Das ist schonmal kritikwürdig, denn das heißt, Aufgaben, die vom Ansatz her, sprich von der geistigen Leistung her, anspruchsvoller sind als von der mathematischen Notation, werden erheblich benachteiligt.
Kinder sollten von Anfang an mitbekommen, daß es wichtiger ist, den roten Faden zu erhaschen und eine Bombenidee hinzuschreiben, als einen längeren Rechenweg fehlerfrei umzusetzen.
Nicht falsch verstehen: Ich bin ein Verfechter härtesten Händerechnens, denn das fehlt dem Mathematikunterricht (neben allgemein niedrigem Niveau) spürbar an allen Ecken und Enden. Und Handwerkszeug gehört nunmal dazu bzw. ist die Voraussetzung für das Betreiben von Mathematik.
Doch in der Bewertung muß es so sein, daß ein vertretbarer handwerklicher Fehler keine Zensurenkatastrophe verursachen darf.
Im Gegenzug muß schärfster Punktabzug auf dummdreistes Verhalten erteilt werden, d.h. wenn Schüler Ergebnisse rotzfrech hinschreiben, die offenkundig zum Himmel schreiender Blödsinn sind.
Plausibilitätsüberprüfungen sind ein hohes Gut, im einfachsten Falle also die Probe und später der logisch-naturwissenschaftliche Vergleich mit der Lebenserfahrung/ der Realität (Kann eine lumpige Kiste voll Wasser das Gewicht eines Supertankers übersteigen?!). Kinder, die gesunden Menschenverstand und Fachwissen beweisen, und vielleicht sogar einen frühen Rechenfehler zum Schluß erkennen und einen Satz vermerken, daß das Ergebnis nicht stimmen kann, aber meinetwegen die Zeit fehlt, erneut zu rechnen, solche Kinder müssen belohnt werden gegenüber den Paukern und den Nichtdenkern, die irgendwas ohne Sinn und Verstand doppelt unterstreichen.
Daher ist die Punkteverteilung bezogen auf die Anzahl der Schritte pädagogisch nicht sinnvoll und widerspricht auch dem Vorgehen in der Fachdisziplin selber.
In der Physik ist es nicht anders; wir haben im Studium Klausuraufgaben gehabt, die in drei Zeilen lösbar waren und 8 Punkte (zurecht) brachten, 5 davon für die erste Zeile.
Müssen bei einer Textaufgabe alle Rechenschritte aufgeschrieben werden oder können auch Rechenschritte im Kopf gerechnet werden?

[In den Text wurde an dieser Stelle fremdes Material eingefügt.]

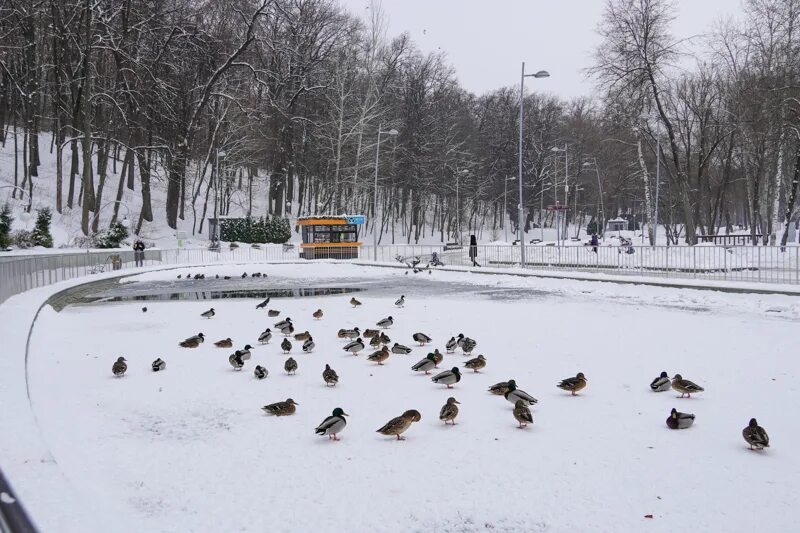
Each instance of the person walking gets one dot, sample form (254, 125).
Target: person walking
(138, 252)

Gibt es dann trotzdem die volle Punktzahl?
In der Grundschule sollte alles notiert werden. Das hat gegenüber guten Schüler erzieherische Gründe wie den Zwang, allgemein verständlich zu rechnen. Nichts ist schlimmer als Leute, die sich einbilden die Hälfte im Kopf zu machen und dann sensationellen Müll fabrizieren, der nicht mehr nachvollziehbar ist. Und andersherum tut es den normalen und schlechten Schülern gut, einen Anker im Formalismus zu finden und Folgefehler leicht ergattern zu können.
Das bringt gleich einen weiteren Vorteil für ausführliche Rechnungen mit, denn wer bspw. schon bei "gegeben-gesucht" einen Abschreibfehler der Zahlenwerte oder ähnliches zaubert, dann jedoch alles richtig zuenderechnet (und das Ergebnis nicht mißtrauisch machen kann), der kann noch die Hälfte oder ein bißchen mehr aller Punkte erhalten! Folgefehler eben.
Wie wird das z.B. in den unterschiedlichen Schultypen in der Sekundarstufe I gehandhabt?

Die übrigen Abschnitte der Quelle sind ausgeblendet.